Just putting this one out here for a read. A 23 year old male Iranian bodybuilder suffered a heart attack (myocardial infarction/MI) in 2014 as a result of stenosis (narrowing) of his coronary arteries caused by trenbolone. Have a look at the free study >>here<< for pictures.
For anyone reading this forum, the fact that a bodybuilder had an heart attack from AAS use is hardly news. However I thought it worth posting since it's about tren, and there's a growing army of hopeful 'Instagram models/supplement ambassadors' presently drowning in the stuff in order to achieve that thick, cut, hard look that tren's famous for.
As the Iranian doctors discovered: "it was elucidated that he had been using Trenbolone Acetate in his daily diet since last year," and this paper was published in the winter. So though we can't determine exactly how long he was using, or whether it was part of a larger stack of AAS (probably), he was clearly on for too long!
The bodybuilder was fit and otherwise healthy, so his coronary stenosis was almost certainly related to the use of AAS. If you want to understand the pathogenesis of AAS-induced stenosis and MI in otherwise healthy bodybuilders, have a quick read of this previously posted case study (which also discusses thrombi formation).
As always the take home message is keep doses sensible and take decent breaks from cycles. Time on = time off is still a useful minimum rule-of-thumb.
Anyway, here's the abstract:
Emerg (Tehran). 2014 Winter;2(1):43-5.
A Young Man with Myocardial Infarction due to Trenbolone Acetate; a Case Report.
Shahsavari Nia K, Rahmani F, Ebrahimi Bakhtavar H, Hashemi Aghdam Y, Balafar M.

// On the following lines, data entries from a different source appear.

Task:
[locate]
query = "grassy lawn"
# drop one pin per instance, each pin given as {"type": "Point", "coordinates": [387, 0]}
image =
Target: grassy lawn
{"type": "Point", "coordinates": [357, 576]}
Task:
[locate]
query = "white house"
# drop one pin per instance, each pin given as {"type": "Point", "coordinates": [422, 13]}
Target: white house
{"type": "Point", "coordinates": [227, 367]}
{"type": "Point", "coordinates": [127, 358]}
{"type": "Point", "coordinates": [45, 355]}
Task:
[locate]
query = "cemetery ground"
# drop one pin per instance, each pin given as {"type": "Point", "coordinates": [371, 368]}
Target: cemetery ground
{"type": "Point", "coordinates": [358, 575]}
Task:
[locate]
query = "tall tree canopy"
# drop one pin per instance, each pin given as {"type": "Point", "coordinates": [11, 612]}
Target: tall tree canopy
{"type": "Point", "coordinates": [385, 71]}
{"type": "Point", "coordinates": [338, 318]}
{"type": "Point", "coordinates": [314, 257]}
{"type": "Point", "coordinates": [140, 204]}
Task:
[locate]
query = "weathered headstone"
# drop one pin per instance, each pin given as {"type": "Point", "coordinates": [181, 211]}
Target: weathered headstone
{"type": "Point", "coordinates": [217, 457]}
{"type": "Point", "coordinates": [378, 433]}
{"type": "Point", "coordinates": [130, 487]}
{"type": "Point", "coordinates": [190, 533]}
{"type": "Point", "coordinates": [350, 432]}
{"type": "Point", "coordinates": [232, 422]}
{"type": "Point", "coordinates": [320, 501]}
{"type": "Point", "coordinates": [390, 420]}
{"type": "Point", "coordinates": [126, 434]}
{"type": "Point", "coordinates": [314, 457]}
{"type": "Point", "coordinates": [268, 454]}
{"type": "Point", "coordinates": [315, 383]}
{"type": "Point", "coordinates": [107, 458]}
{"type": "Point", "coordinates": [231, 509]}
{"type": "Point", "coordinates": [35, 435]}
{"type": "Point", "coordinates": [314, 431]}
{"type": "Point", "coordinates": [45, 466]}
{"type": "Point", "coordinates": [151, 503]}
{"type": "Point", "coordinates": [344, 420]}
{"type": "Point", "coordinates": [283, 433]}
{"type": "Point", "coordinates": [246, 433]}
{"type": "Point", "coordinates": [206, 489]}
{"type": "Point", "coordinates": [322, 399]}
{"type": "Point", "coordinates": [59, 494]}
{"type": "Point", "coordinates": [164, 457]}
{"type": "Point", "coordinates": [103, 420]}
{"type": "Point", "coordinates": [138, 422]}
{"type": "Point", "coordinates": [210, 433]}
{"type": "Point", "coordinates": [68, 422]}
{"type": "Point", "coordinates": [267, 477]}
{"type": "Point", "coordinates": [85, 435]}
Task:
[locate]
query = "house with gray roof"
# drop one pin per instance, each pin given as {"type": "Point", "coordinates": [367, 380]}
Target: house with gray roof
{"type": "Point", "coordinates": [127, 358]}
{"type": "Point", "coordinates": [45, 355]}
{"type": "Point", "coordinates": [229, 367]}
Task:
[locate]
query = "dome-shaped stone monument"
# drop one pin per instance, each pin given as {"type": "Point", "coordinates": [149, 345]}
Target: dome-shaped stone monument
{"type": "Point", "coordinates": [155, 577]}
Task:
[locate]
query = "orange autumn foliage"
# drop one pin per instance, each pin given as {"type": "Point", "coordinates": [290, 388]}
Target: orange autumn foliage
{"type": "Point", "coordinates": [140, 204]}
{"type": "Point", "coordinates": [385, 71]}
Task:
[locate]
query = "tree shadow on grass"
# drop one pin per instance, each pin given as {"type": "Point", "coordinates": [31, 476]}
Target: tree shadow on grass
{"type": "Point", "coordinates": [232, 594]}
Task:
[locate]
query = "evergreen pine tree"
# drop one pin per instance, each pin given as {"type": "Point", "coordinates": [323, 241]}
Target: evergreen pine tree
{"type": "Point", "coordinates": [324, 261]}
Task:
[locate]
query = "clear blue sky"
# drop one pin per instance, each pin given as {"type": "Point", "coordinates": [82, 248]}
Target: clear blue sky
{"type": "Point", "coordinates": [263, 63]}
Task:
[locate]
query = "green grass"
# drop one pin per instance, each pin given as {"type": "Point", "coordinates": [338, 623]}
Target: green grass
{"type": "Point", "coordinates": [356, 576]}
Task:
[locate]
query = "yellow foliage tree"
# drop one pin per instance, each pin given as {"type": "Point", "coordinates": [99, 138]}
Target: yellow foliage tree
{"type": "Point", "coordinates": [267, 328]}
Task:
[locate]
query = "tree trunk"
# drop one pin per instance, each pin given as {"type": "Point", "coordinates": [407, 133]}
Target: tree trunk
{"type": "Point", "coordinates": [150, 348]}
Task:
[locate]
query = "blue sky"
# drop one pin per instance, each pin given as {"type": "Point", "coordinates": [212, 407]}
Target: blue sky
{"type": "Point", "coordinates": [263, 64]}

Over the last four decades, a significant decrease has been observed in age-related mortality caused by cardiovascular disease. People in developing countries suffer from CAD at a relatively younger age and about half of MI occurs under the age of fifty years. Abuse of anabolic steroids is one of the less common causes of atherosclerosis. In this report, a 23-year-old male body builder referred to emergency department (ED) with myocardial infarction (MI) following chronic Trenbolone acetate consumption. It seems that a comprehensive history of steroid consumption in young patients referred to ED with the chief complaint of chest pain or its equivalents is necessary in adjunct to other cardiac risk factors.